Daniel Bellemare (born 1952) is a Canadian prosecutor. After retiring from a long career in the Canadian legal system, Bellemare was named as a prosecutor for the United Nations Special Tribunal for Lebanon, until 2012.

==Canadian legal career==
Bellemare holds a law degree from the University of Ottawa and completed a Master of Law at the University of Montreal. He was called to the bar in the province of Quebec in 1976. He has served in various Canadian government positions, including Deputy Attorney General and Special Adviser to the Deputy Minister of Justice. He is also the longest-serving head of the Federal Prosecution Service in Canadian history. Bellemare was awarded the Meritorious Service Medal by the Governor General in 2003.

==UN career==
Bellemare was assigned by UN Secretary-General Ban Ki-moon as the commissioner for the United Nations International Independent Investigation Commission (UNIIIC) on November 19, 2007, replacing Serge Brammertz of Belgium. In November 2008, he was named chief prosecutor of the Special Tribunal for Lebanon, mandated with solving the 14 February 2005 murder of Lebanese Prime Minister Rafik Hariri. Bellemare's performance with the S.T.L. was criticized by the Canadian Broadcasting Corporation in a November 2010 report.

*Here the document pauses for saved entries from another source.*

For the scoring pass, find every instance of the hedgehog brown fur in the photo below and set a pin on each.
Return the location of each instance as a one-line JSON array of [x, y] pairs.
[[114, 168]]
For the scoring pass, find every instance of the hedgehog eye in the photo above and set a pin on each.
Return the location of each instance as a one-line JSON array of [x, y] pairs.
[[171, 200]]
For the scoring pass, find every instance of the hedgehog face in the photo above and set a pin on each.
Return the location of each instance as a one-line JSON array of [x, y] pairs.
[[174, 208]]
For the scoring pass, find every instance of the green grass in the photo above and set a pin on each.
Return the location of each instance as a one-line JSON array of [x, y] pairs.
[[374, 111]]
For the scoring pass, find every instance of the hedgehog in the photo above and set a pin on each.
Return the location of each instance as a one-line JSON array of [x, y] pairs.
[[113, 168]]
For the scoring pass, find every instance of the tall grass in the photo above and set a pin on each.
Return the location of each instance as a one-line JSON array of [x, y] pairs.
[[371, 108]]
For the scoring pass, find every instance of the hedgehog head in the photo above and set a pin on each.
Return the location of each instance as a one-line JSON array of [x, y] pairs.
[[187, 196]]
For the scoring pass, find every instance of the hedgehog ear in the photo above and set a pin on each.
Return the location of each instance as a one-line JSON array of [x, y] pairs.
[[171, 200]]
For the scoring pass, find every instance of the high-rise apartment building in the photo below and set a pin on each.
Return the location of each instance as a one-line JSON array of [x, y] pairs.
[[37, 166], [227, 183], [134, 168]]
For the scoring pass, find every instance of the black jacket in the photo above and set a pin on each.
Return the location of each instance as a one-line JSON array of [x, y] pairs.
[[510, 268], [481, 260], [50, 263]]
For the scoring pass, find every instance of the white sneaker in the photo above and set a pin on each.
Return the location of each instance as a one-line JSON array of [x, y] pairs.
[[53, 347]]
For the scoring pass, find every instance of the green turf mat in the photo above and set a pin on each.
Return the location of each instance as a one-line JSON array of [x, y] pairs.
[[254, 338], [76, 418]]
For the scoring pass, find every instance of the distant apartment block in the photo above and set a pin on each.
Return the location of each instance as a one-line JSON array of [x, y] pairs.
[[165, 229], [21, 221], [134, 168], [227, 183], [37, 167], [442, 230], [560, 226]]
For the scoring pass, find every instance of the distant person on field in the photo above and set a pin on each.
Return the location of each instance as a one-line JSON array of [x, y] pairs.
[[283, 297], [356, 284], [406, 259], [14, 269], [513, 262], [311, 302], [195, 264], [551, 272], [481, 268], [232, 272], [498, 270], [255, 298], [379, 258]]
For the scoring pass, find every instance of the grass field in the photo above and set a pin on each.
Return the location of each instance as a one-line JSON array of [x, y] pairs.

The prosecutor was also quoted in the 2010 WikiLeaks United States diplomatic cables leak scandal, where he expressed reservations with the U.S. Governments' approach to the Hariri investigation in a 2008 cable, saying "if the US doesn't help me, who will?"

==Publications==
Bellemare has published several law-related works in French. How to Testify in Court: The Police Officer's Testimony (1985) has been translated to English.